I confess to always mentioning the idea of disorder; but I'm not so sure
(even after what's been said) that its an entirely stupid thing to do ....
So lets hear what you guys do!

I'm not too sure you want to hear from me since I also mention disorder when
discussing entropy (for both lower and upper level classes). We finished up
the thermo unit 2 weeks ago in my algebra-based Gen. Physics I class. When
discussing entropy I told them the real definition of entropy and even
illustrated my points with Leigh's card deck example. I don't think the
concept of "amount of information" is all that difficult for lower level
students to grasp. After all most of them are quite familiar with computers
and have heard of bits & bytes. The students have all had logarithms in high
school, and even though they may not be adept at algebraic manipulations
involving them, they mostly know what a logarithm is. The idea that an
N-digit decimal number can uniquely specify 1 of 10^N possibilities is not so
difficult to follow--after all, you just label each possibility with a number
(starting with 0). Similarly, most students can get the idea that the set of
N-digit binary numbers (N-bit strings) can uniquely specify 2^N possibilities.

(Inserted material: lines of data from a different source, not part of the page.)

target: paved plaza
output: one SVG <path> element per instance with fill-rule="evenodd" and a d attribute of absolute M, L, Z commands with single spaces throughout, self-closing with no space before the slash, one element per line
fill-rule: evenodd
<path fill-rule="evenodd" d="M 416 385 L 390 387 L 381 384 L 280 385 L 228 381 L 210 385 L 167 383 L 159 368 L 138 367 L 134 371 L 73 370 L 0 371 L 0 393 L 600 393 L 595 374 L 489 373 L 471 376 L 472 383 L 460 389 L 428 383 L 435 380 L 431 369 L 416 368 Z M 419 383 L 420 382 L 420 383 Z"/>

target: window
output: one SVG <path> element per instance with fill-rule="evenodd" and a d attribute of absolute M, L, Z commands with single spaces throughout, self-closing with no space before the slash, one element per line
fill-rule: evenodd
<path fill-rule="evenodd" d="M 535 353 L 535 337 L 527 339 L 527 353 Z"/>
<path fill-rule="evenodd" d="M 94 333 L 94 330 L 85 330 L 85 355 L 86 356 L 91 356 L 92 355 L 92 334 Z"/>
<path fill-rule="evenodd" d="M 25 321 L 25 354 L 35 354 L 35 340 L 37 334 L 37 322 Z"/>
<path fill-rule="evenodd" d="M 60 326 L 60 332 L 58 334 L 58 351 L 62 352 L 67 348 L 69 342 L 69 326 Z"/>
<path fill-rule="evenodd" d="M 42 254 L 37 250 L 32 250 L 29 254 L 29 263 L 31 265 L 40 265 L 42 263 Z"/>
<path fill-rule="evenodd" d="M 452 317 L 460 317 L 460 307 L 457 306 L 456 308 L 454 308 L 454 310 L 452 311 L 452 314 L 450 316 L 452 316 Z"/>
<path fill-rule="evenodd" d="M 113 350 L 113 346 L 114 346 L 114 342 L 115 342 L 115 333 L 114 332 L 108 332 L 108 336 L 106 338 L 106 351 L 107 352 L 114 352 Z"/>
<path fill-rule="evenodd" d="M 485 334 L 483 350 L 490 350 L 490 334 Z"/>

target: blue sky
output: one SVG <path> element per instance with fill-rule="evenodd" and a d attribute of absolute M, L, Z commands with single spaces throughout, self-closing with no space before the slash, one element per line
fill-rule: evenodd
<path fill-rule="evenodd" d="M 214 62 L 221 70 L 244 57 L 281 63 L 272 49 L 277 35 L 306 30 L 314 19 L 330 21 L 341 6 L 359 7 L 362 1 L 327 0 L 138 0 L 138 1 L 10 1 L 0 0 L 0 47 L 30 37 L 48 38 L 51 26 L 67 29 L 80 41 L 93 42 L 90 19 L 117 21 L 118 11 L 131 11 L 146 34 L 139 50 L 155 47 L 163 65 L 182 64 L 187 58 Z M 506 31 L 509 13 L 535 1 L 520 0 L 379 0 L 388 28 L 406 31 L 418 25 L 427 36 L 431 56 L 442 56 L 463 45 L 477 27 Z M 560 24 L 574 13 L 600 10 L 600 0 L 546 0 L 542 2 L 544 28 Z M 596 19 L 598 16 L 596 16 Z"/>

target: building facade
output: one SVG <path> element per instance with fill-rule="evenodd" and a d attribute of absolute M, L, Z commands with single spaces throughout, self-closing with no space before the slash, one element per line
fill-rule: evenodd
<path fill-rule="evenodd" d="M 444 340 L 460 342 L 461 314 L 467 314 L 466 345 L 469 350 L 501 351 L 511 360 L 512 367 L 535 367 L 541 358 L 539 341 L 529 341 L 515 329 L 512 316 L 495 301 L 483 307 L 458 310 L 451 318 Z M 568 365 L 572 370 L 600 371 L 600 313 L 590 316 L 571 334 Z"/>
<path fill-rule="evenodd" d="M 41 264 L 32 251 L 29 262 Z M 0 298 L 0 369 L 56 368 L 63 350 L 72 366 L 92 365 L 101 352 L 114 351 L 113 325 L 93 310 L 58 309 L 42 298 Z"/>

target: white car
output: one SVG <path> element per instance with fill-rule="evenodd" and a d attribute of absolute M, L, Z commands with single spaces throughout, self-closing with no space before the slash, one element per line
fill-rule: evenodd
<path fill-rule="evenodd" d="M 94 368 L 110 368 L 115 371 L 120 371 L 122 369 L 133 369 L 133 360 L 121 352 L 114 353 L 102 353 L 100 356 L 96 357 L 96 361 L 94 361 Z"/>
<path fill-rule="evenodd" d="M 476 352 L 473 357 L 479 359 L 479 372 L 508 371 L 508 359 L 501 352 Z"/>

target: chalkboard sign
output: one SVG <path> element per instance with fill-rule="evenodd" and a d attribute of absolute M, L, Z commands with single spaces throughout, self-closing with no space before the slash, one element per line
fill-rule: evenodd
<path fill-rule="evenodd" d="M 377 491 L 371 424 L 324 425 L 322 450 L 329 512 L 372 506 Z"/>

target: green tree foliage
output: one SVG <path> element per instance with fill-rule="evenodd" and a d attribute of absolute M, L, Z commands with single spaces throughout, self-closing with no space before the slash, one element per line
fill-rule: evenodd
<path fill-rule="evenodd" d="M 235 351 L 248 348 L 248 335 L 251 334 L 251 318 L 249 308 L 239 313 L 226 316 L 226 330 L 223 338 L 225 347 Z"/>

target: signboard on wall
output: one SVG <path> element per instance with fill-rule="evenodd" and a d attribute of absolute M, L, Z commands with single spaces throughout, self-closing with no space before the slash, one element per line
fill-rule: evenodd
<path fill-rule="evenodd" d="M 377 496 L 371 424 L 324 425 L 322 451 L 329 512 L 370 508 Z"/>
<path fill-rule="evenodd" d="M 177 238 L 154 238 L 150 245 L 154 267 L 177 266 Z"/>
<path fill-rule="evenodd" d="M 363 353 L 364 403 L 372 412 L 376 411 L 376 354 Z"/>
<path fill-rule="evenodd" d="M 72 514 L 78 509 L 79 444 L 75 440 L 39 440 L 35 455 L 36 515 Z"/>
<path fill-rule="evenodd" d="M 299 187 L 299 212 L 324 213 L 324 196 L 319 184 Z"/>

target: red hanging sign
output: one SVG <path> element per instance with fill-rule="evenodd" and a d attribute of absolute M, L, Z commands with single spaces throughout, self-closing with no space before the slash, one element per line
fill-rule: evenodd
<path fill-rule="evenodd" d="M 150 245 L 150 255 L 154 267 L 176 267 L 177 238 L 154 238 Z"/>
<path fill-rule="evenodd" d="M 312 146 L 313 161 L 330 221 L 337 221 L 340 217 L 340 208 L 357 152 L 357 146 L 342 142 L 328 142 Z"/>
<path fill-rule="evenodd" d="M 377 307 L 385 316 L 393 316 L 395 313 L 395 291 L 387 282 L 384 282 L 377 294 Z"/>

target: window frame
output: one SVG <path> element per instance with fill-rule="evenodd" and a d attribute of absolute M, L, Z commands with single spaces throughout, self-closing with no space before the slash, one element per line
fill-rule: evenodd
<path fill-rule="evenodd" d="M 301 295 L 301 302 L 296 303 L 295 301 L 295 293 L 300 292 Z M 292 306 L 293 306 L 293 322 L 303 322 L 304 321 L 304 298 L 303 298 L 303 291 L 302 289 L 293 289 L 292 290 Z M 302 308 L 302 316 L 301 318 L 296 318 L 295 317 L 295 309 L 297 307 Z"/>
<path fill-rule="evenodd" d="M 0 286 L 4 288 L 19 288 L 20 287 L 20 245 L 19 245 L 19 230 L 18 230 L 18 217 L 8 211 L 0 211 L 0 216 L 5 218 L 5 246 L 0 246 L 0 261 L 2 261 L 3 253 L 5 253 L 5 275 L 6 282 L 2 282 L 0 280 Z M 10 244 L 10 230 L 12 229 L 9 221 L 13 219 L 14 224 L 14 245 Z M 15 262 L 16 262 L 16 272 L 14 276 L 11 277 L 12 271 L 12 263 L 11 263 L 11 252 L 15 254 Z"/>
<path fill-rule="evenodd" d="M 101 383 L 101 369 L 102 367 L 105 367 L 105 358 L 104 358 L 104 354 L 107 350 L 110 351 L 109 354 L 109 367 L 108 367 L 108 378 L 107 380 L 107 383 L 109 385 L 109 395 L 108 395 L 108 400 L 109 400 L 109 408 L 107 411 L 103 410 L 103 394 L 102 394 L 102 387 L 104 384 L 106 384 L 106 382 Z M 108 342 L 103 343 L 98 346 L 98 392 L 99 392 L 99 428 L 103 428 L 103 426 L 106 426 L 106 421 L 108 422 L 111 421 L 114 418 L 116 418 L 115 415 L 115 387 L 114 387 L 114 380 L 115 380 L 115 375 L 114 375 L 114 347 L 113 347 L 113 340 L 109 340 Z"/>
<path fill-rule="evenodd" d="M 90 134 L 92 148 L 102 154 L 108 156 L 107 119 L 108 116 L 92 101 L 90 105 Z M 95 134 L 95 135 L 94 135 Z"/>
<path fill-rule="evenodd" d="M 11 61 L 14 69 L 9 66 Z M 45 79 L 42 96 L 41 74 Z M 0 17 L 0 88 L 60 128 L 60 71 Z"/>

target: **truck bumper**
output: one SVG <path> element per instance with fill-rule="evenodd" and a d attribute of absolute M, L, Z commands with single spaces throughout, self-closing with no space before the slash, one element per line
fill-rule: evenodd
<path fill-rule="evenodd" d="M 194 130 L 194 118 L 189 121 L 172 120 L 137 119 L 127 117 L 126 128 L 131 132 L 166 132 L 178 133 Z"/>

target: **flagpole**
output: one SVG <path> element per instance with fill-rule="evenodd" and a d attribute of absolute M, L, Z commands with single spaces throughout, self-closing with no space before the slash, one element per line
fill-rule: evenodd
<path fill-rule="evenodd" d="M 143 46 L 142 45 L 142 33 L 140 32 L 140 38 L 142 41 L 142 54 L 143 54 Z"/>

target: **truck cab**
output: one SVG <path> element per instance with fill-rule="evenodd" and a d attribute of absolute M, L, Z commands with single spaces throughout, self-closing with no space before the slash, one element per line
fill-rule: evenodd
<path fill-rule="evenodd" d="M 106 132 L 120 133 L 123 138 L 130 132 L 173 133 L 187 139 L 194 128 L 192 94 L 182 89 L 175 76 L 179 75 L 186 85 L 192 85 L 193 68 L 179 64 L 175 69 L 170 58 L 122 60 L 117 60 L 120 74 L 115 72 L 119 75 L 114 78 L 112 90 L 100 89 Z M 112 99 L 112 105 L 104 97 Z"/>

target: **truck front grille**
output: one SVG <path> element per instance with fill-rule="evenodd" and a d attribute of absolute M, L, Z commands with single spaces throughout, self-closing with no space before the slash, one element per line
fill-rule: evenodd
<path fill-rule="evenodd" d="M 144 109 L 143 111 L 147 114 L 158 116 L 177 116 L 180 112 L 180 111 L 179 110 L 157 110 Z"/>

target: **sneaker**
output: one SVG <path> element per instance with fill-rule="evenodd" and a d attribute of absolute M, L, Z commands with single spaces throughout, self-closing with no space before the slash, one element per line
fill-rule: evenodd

Although I didn't try to mention it in my class this year, I think (maybe hope
is more honest) most of them could even grasp (with careful explanation) the
concept of Chaitkin's algorithmic complexity notion of the information content
of a state being the length of the shortest possible description of (or set of
instructions needed to reproduce) it. Thus a notion of the disorder in a
situation can be easily be quantified as the minimal information necessary to
characterize that situation. I think this idea should be particularly easy
to explain to any student who has ever used a file compression utility like
PKZIP. I think that as students become more computer literate in their
background it may be easier to discuss at lower levels information-theoretic
topics that previously were reserved for upper (& grad) level courses. I
don't see how what I said above can be much more difficult to follow than our
usual explanations of negative focal lengths and virtual images in geometric
optics, or the difference between the motion of the individual disturbances in
a wave and the overall motion of the wave as a whole. Come to think of it,
since there are no calculus or vector concepts embedded in the idea of
information, I suspect that information is even easier to comprehend than
instantaneous acceleration is (since it is notoriously quite difficult to get
a non-calculus student to understand a quantity that is fundamentally a second
time derivitive of a vector quantity). I suspect if we try, we can get
students to understand entropy better than we can get them to understand
acceleration.

So since Joel asked, I tell my students that the thermodynamic entropy of a
given (macroscopically specified) thermodynamic system is the average minimal
information needed to specify the exact microscopic state that system is in.